猫の皮膚および皮下に発生する軟部組織肉腫(soft tissue sarcomas、STS)は、様々な組織学的グレートを伴って、四肢端を含めて体の随所で認められることがある悪性腫瘍である。また、このSTSは浸潤性が高く、マージンを確保しにくいことから再発を繰り返し、長期的な管理を余儀なくされる特徴を有している。
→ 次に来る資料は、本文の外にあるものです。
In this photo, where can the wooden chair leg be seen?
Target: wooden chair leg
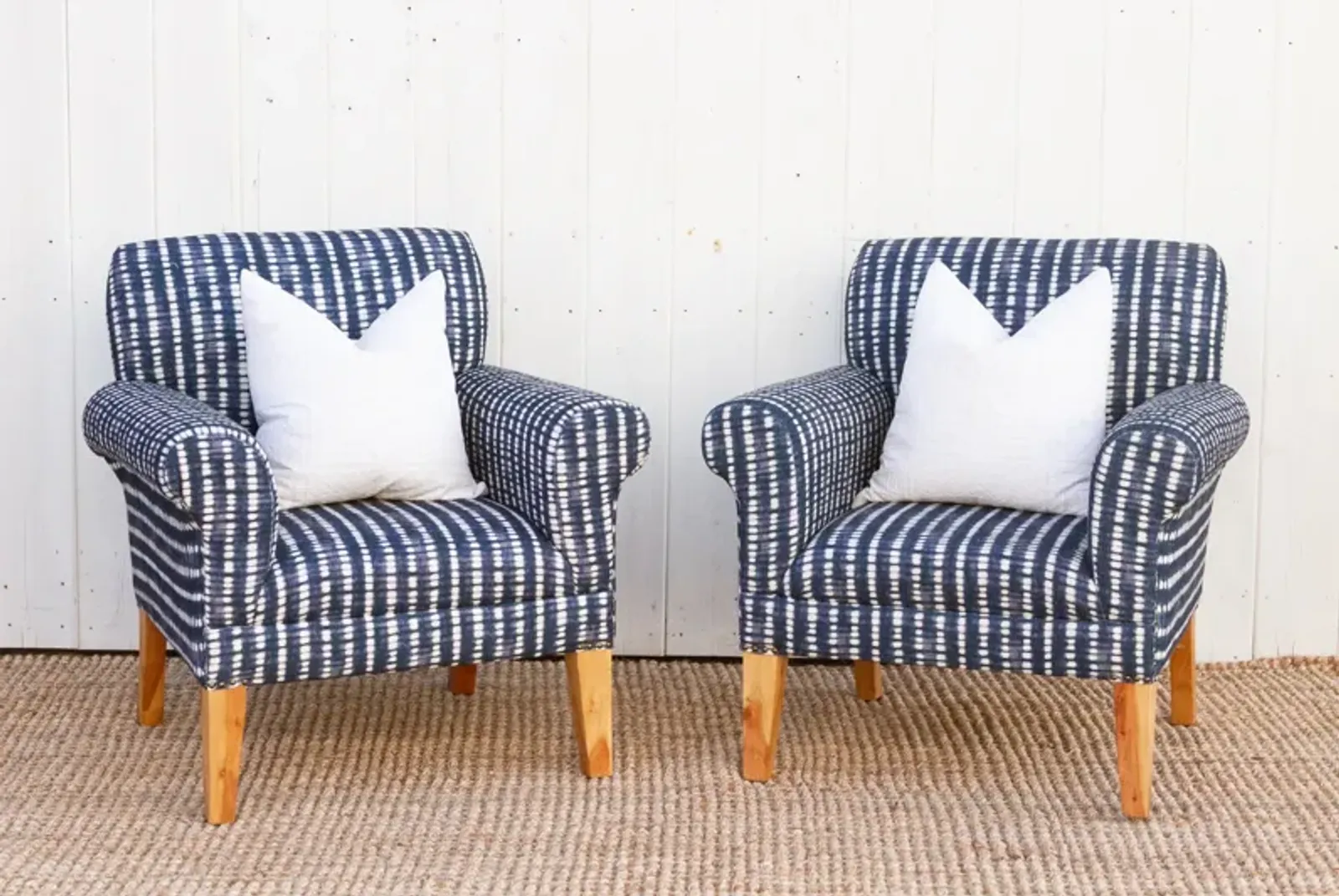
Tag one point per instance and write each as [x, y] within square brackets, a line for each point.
[464, 679]
[765, 688]
[870, 679]
[1183, 678]
[1135, 722]
[153, 661]
[223, 718]
[591, 689]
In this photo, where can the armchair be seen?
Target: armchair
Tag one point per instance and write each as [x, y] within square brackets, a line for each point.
[248, 593]
[1111, 596]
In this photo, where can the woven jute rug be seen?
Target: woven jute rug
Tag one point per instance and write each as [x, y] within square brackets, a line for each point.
[955, 782]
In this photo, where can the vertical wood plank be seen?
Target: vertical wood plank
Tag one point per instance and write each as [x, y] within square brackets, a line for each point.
[40, 571]
[198, 100]
[1229, 134]
[372, 117]
[457, 95]
[631, 197]
[1298, 590]
[718, 131]
[285, 114]
[13, 453]
[111, 196]
[1144, 118]
[975, 115]
[546, 158]
[1058, 161]
[890, 133]
[803, 187]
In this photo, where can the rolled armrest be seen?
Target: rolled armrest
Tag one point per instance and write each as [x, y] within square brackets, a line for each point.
[557, 454]
[1158, 463]
[204, 463]
[796, 454]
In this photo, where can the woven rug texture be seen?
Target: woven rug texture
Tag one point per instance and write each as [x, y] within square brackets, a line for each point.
[955, 782]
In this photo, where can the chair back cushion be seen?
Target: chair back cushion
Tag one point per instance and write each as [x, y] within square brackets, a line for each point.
[1171, 302]
[174, 307]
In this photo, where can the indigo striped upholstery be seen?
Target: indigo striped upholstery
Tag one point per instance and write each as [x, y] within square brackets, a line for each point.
[955, 586]
[249, 593]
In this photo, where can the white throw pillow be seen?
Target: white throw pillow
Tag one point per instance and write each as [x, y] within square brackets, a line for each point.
[343, 419]
[994, 419]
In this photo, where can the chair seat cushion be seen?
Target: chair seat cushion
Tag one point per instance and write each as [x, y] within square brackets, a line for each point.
[951, 557]
[367, 559]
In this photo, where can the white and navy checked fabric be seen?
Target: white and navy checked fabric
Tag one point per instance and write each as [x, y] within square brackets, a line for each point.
[332, 561]
[557, 454]
[951, 557]
[249, 593]
[174, 305]
[983, 586]
[1171, 302]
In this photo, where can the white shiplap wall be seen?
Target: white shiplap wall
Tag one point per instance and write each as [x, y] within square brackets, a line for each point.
[666, 196]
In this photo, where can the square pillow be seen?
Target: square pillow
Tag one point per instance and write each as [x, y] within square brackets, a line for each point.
[988, 418]
[345, 419]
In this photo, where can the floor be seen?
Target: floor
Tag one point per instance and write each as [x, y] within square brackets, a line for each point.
[955, 782]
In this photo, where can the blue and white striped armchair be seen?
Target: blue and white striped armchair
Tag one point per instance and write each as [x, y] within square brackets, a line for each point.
[252, 595]
[1111, 596]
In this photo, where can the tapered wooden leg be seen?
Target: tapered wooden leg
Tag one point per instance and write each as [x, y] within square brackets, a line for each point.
[870, 679]
[765, 686]
[462, 679]
[591, 689]
[1135, 719]
[153, 661]
[223, 717]
[1183, 678]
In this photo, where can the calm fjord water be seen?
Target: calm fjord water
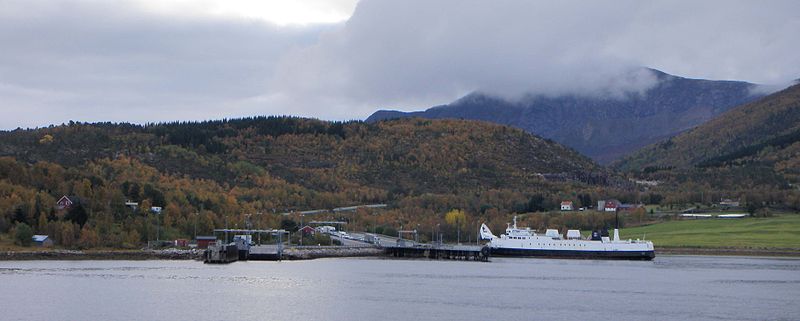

そのため、どのような因子が予後を悪化させるのかについて詳らかにすることが重要だとされている。

 

そこで、イギリスの王立獣医科大学らは、STSの猫45例以上の診療記録を追跡して、彼らの予後をデータ化する研究を行った。すると、以下に示す事項が明らかになったとのことである。

◆猫のSTS症例の予後を左右するファクター◆
・性別、品種、手術歴(不妊去勢手術)と予後に関連性はない
・主に中年齢以降の個体に発生する
・腫瘍細胞における有糸分裂指数と組織学的グレードが生死を分ける
・悪性度が生存期間の長さに有意差をもたらす

 

上記のことから、①病理組織学的な所見と②悪性度が、STSに罹患した猫の予後を左右していることが分かる。よって、今後、本研究で用いた①および②を評価するシステムが世界的に普及し、オーナーと獣医師が予後に応じた症例との向き合い方を綿密に相談できる未来が訪れることを期待している。

生存期間(中央値)は、低悪性度で約900日、中等度で約510日、高悪性度で約280日であったとのことです。